I remember having a very large (at that time) 2GB hard drive, but for me to install all of the apps that I wanted to use, or that is to say, the apps that I would use on a consistent basis, the total install would be some 1.9GB of hard drive space.  I actually had to dig out a spare 500MB (megabyte!) hard drive, install it in my computer, and split the space between the swap partition, and the /home folder.  And the whole reason for the amazing space-suck on my hard drive was simply that the apps that I wanted ot use belonged to two different toolkits.

At one point in time I wondered “Why did the Linux people not make a default, standard toolkit?”  …  The answer?  It’s one of the drawbacks to Linux being an Open Source System.  You can bring in whatever you want, and generally new items are welcomed,  if not accepted.
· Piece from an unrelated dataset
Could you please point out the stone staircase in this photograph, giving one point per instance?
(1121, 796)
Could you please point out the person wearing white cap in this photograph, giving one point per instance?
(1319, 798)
So hopefully that helps out some other out there understand why the Linux GUI is the way that it is.  The history behind it, and in fact the whole total reason is this.

The community can not decide upon one type of “Default” standard, simply because it is a Community project.  And getting a Community to agree one one thing, in majority, will almost never happen.

Hence some decide to become a “Purist” that is, Qt or GTK, and stick with, and will only use, apps from that one, specific toolkit.  Now myself, Even though my bandwidth sucks horribly, I generally try to use just GTK apps… Even thought I have discovered that I greatly like the Qt Development set.

Anyway, that, my friends, is why, as my friend would say “the Linux GUI sucks”.  Because the community can not mandate one toolkit to use, because even if they did, some one would ignore it, write an app using  the other toolkit, and mess everything up.  Sometimes the Linux Community is it’s own worst Enemy.  This is one of those times.